On 15 December 2016 at 22:39, Toshio Kuratomi <a.badger(a)gmail.com> wrote:
* I'm not 100% certain that LC_CTYPE is the best thing to check.
People will set LC_CTYPE in conjunction with LC_COLLATE to C to get a
predictable sort order.(CTYPE is needed because bytes can be
interpreted as different characters and those differences can affect
sort order.). Changing this will mean that their command line sort
order (ls, sort, etc) could differ from python's sort order. I
haven't thought this fully through or a better way to check for our
actual meaning, though, and perhaps python already uses LC_CTYPE in
ways that would differ from other unix tools?
Yep, LC_CTYPE is the source of all the pain, as it's what controls the
encoding used for everything that CPython needs to decode before it
gets its own codec machinery bootstrapped. Victor Stinner made a
couple of attempts at overriding it later in the interpreter
bootstrapping process (e.g. based on environment variables) after the
codec system was fully up and running, and the problem you end up with
1. Within CPython it's easy to lose track of how you decoded system
provided text like sys.argv, sys.warnoptions, sys._xoptions,
sys.executable, os.env, etc, so "fixing" incorrectly decoded values
later is fragile
2. Even if you *do* get all the details right within CPython, you may
be in trouble again as soon as you call out to a third party C/C++
library, especially GUI toolkits like Tcl/Tk, Qt or Gtk that have a
lot of locale dependent behaviour
His conclusion was that letting the locale-as-seen-by-CPython diverge
from that seen by the rest of the process simply doesn't work, and I
don't have any reason to second guess that conclusion.
However, I'll also note that any tooling written in Rust or Go already
makes the "UTF-8 everywhere" assumption at the level of the language
design, so the proposed change would just move tools written in Python
3 into the same category as those written in those languages (unless
you set PYTHONALLOWCLOCALE to request the old behaviour).
* Thinking about whether this belongs in the library or the
interpreter some more I'm seeing some hefty cons in both directions.
already noted that the con for doing it in the interpreter is that we
get out of sync with other things linking to libpython, therefore
making debugging harder.
Note that CPython already offers a range of "preconfiguration" APIs
that allow applications embedding the runtime to override otherwise
environment based configuration settings.

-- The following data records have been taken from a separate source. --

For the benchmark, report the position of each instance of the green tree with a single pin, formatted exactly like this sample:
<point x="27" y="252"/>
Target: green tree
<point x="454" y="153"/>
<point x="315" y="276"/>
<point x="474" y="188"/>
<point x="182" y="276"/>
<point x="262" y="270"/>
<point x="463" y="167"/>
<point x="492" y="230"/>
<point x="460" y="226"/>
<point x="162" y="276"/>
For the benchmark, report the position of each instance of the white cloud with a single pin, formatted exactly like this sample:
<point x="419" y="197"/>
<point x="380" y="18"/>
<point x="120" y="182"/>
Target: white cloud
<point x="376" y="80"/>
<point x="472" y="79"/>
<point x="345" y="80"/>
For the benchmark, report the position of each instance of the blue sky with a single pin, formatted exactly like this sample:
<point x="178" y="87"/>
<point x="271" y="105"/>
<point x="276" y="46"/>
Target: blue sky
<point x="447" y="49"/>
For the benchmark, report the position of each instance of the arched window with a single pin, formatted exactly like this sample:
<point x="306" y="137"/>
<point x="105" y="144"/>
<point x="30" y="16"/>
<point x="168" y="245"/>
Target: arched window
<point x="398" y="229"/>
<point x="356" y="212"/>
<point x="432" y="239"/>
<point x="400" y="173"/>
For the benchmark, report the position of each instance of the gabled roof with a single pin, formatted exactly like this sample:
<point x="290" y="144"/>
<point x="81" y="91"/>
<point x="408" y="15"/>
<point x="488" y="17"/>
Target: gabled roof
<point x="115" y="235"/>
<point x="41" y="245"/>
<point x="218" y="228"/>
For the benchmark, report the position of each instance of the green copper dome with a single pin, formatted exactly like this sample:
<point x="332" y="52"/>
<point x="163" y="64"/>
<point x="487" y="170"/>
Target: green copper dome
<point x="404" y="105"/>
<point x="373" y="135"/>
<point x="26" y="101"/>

In particular
was added specifically so Blender could just tell the Python 3 runtime
"configure the standard streams like *this*", rather than having to
persuade CPython to guess the right answer.
So the fact embedded runtimes can give you different results from what
you get at the command prompt isn't a *new* problem.
[Copying-and-pasting some of your comments from the other subthread to
consolidate the two discussions]
I'd almost say that internalizing the click behviour could be
correct design here. Have the library check that it has a locale with
non-ascii capabilities and fail if it doesn't would be helpful. That
would quickly point to differences in behaviours running under a
mod_wsgi vs /usr/bin/python, for instance, prompting the user to fix
the mod_wsgi deployment in advance.
While I don't like the idea of locale *coercion* inside the library,
I'd be fine with emitting a proper Python level warning inside
Py_Initialize after we get the warnings machinery up and running
OTOH, users don't run into the
problem all the time (it depends on the data being processed and how
it is handled) so it seems heavy handed to do it this way
I think erroring out would be unduly harsh, but a warning seems
reasonable given the availability of C.UTF-8.
by the same argument I'd have to say that click is doing it wrong to
force users to address ascii-only locales...)
click is younger than Python 3, so Armin did make some initial
attempts to get it working in the C locale on both 2 & 3. However, he
eventually gave the latter up as unsupportable and the error makes it
clear that "I don't need to support ASCII based locales on Python 3"
is a key constraint in deciding whether or not to adopt click.
Nick Coghlan | ncoghlan(a)gmail.com | Brisbane, Australia